Educate psychiatrists about rehabilitation. Teach administrators and allied professionals that psychiatrists can operate from collaborative and broad-based (biopsychosocial) models. The APA should take the lead in developing support for ethical practice in comprehensive programs. Through alliances with consumer and family organizations, psychiatrists should lead in the education of staff and in linking service programs with consumer organizations. The APA must advocate and lobby for the creation of independent ombudsman offices in public sector managed care organizations

 

#4 The orientation of psychiatric administrators toward psychosocial rehabilitation.

Recommendations:

  • Psychiatrists must practice within a continuity of services that provide assistance throughout life.
  • Psychiatrists must develop effective relationships with community resources.

Solutions:

Vision and courage must be stimulated. Administrators must look at what will benefit the entire system of care over the long run and avoid responding only to immediate budget pressures. Psychiatric administrators need to plan services along a full continuum, an approach known ultimately to be cost effective. Administrators must work their local political environments to assure adequate funding. Psychiatric administrators must become familiar with their local communities in order to develop culturally sensitive programming. Psychiatric administrators should cultivate both local mental health and non-mental health resources to create collaborations with grass-roots organizations like church and neighborhood service groups.

 

#5 How academic programs must address rehabilitation.

Recommendations:

  • Continuing education for practicing psychiatrists must include psychosocial rehabilitation.
  • Psychiatric residents must be offered systematic education in psychosocial rehabilitation.
  • Medical students must have the opportunity for training in psychosocial rehabilitation.

Solutions:

APA annual meetings should feature the relevance of psychosocial rehabilitation in appropriate patient populations.
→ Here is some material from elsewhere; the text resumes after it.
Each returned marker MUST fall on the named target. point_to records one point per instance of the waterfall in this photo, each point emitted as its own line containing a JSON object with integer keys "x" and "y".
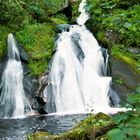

Industry symposia should include psychosocial rehabilitation in the presentations on pharmacotherapy. The AACP’s Model Curriculum for training residents in community psychiatry should be used as a starting point in the development of relevant and realistic rotations. The initiatives spurred by Ken Thompson (AACP Board Member) and fostered by the AACP to teach, stimulate and include members of AMSA and NMSA should be studied, nurtured and replicated. If needed, experienced non-psychiatric professionals can be brought into training programs to augment the community psychiatry faculty, and the roles of medical directors and staff psychiatrists in psychosocial rehabilitation can be highlighted didactically.

 

#6 Psychosocial rehabilitation’s role in managed care environments.

Recommendations:

  • Managed behavioral healthcare organizations must have medical directors who define clinical appropriateness and necessity in the planning and funding of covered interventions.
  • Psychiatrists working in organized systems of care must have the authority commensurate with their responsibility to provide effective interventions based on individual patient’s needs.

Solutions:

Public sector managed care must be carefully regulated. An independent ombudsman office will facilitate monitoring. Managed care contracts should have meaningful and realistic quality assurance components. Financial incentives for good outcomes and penalties for bad outcomes must be introduced.